8.889 million BTCs are quite a lot, but they are only the tip of the iceberg of large Bitcoin players or institutions. The total number of Bitcoins is currently 18.5 million.

The number accounts for 4.8% of the total number of bitcoins, which is far from the positioning of the “bookmaker”. The Winklevoss brothers, Tim Drapper, early participants in China, the founder teams of major exchanges, and invisible big miners all have more than this number of bitcoins in their hands, but the big players and institutions all over the world Position holders are enough as the “main force” of Bitcoin. Bitcoin is an investment subject with a mixed structure.

Back to the topic of this article, what is the structure of the mixed house?

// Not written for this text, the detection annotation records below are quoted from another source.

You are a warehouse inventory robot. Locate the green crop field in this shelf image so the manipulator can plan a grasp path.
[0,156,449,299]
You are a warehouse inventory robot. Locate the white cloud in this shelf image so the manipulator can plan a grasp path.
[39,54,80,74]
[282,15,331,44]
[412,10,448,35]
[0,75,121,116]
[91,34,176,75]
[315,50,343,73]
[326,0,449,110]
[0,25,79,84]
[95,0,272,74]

Let’s talk about them one by one.

Duchuang:

The bargaining chips are very concentrated, and only one person or organization can complete the pull and hits. For example, for some small project parties, more than 50%, or even 90% of the chips are concentrated in the hands of the project party, which makes it very easy to control the currency price. So only small projects have one line coming and one line going down (fishing line).

Mixed estate:

The bargaining chips are relatively scattered, and three or more institutions hold a relatively high percentage (such as 10%+) of the bargaining chips. Basically, even if they are mixed houses, the mixed house structure is common in the stock market, and most of the A-share markets you can access Stocks (perhaps) are all considered mixed structure. Mature financial markets are mixed. The mixed structure of Bitcoin has also been formed. Retail investors cannot promote the overall rapid rise or fall of Bitcoin prices. The main funds are in the hands of mixed dealers. This is the reason why the rate of increase and decrease of doubling or 30%+ decreases in one day. Of course, if 30% fluctuates tomorrow, it means that the structure of the mixed house is not mature enough, or there are some large enterprises or institutions with financial operation experience Not enough-rich and operating experience are two different things.

No villager:

In a complete retail market, there is no major capital, and the chips are relatively evenly distributed. There will be skyrocketing.

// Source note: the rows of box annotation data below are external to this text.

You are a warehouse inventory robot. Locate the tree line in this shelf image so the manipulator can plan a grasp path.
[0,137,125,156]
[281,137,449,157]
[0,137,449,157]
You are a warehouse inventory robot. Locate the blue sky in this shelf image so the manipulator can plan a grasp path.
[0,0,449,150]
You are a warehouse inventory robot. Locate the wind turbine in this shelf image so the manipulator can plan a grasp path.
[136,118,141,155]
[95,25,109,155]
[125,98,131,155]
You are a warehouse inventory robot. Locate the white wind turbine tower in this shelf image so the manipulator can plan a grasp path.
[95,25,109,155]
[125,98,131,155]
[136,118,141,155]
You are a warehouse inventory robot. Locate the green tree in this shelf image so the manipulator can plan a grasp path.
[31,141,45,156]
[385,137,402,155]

Of course, there are also “institutional villages” in the market. Institutions are the main source of funds. This is a concept that is opposed to individual villages. Institutional villages can be single estates (one organization) or mixed estates (multiple organizations), and the above classification standards different. Bitcoin can be considered a mixed dealer and an institutional dealer.

Many people question the existence of bookmakers and think it is a conspiracy theory. This is a fact. Those who don’t like the word bookmakers can be replaced by “main funds”, which actually means the same thing. The logical explanation is this. The market value of an investment target can get bigger and bigger because more and more people are optimistic about it, and then some people with strong financial resources will become the main force with more and more chips, or It is called a big household. As the market value grows, these chips will increase and decrease. Someone will take it. For example, 7 years ago, a billion dollars came in to buy bitcoins, and the current 100 million dollars to buy bitcoins, the amount of coins bought is very different, even if you consider Not even inflation. Three years ago, I felt that it was already a super large investor with 100 million US dollars to invest in Bitcoin. Now Grayscale easily buys billions of dollars, and it is still increasing positions, and Grayscale is not a big institution in front of some large institutions. . Bitcoin whales (big households) will always exist, but they will be called Zhao Qian Sun Li last year, peter and steven this year, and Antonio and Slovic next year. The main force is still there, the mixed house structure is still there, but a group of people have been changed, retail investors are changing, and the dealers are also shuffling.

It is not surprising that Bitcoin has risen recently. A mixed-bank structure has been formed. Bitcoin’s market value has entered a relatively stable development period. It is strange if there is a fluctuation of more than 30% a day. Mature markets attract larger funds, and larger funds drive greater market value. Bitcoin’s positive upward spiral has formed.